What can analysis of wastewater samples tell us about local outbreaks of Covid-19 infection?

Levels of SARS-CoV-2 RNA in wastewater (WW) collected at a number of sites around Scotland are adjusted for population and local changes in intake flow rate (or ammonia levels where flow is not available). See Technical Annex in Issue 34 of these Research Findings for the methodology. These reports are based on the most recent data available. Future updates to data may lead to small retrospective changes.

Nationwide, wastewater Covid-19 levels have overall reduced in the last two weeks. The week ending 26th April saw levels of around 130 million gene copies per person per day (Mgc/p/d), a slight rise compared to 116 Mgc/p/d the previous week (week ending 19th April) and 220 Mgc/p/d the week before (week ending 12th April).

In Figure 22, plotting covers the period from the start of 2022. The Omicron variant emerged in Scotland around mid-December 2021. After the end of 2021, S-gene dropout testing data suggest that nearly all cases are from the Omicron variant. During the period of change in the dominant variant, a change in the relationship between the WW SARS-CoV-2 RNA levels and case numbers was observed and postulated to be due to different levels of virus shed by the two variants. If this assumption is true, and there is no further change in shedding following the emergence of the Omicron variant BA.2, then from early January 2022, WW SARS-CoV-2 RNA levels should have a consistent relationship with the underlying Covid-19 prevalence.

This graph shows that national WW viral levels have dropped by around 90 Mgc/p/d, followed by a recent increase in the last two days of sampling to around 130 Mgc/p/d. The decline took place broadly across Scotland, and seems clear in the recent data which are less affected by reductions in samples analysed. The apparent rise seen in the last two sampling dates might partly be explained by high levels of run-to-run variation or drier weather conditions, and thus needs to be confirmed by future data.

In Figure 22, we also superimpose data from the ONS Coronavirus Infection Survey (CIS) to 16th April with axis scaling chosen to match levels of WW Covid-19 and CIS prevalence during January and February 2022. Note that this scaling is not the same as that used in reports prior to 1 January 2022, where a scaling based on 2021 data was used. In this comparison, while both WW viral levels and CIS positivity have decreased, the peak in WW viral levels appears to have taken place after the peak in CIS positivity estimates.

Figure 22. National running average trends in wastewater Covid-19 as of 26th April [9].

A line chart showing the national running average trends in wastewater Covid-19 as of 26th April, in million gene copies per person. Also shown is a line showing the cases as indicated by the ONS survey.

Long Covid

A report on the rate of long Covid has not been included in this issue. We will report the long Covid projections again once updated estimates of self-reported long Covid prevalence amongst those infected with the less severe Omicron variant become available.

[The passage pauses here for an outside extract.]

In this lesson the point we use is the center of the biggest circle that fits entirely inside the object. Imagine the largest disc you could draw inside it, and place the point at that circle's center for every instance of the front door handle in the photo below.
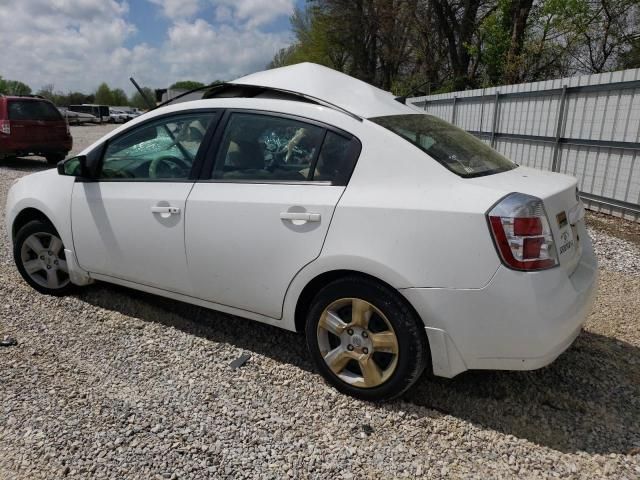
(165, 209)
(304, 216)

Local Authority case projections

We are not publishing projections of the number of cases per 100,000 population this week. This analysis indicated which local authorities are likely to experience high levels of Covid-19 in two weeks' time. As a result of changes to widespread population testing the projections of numbers of positive tests are now much less useful for tracking the progression of the disease in Scotland.

What next?

We hope to include our analysis on long Covid in future issues.

Archiving of models is currently being undertaken via the Data Science Scotland GitHub organisation. Details of the Scottish Contact Survey, Wastewater and Exceedance models are currently available. More models will be added over the coming weeks - see the Technical Annex of issue 96 for further details.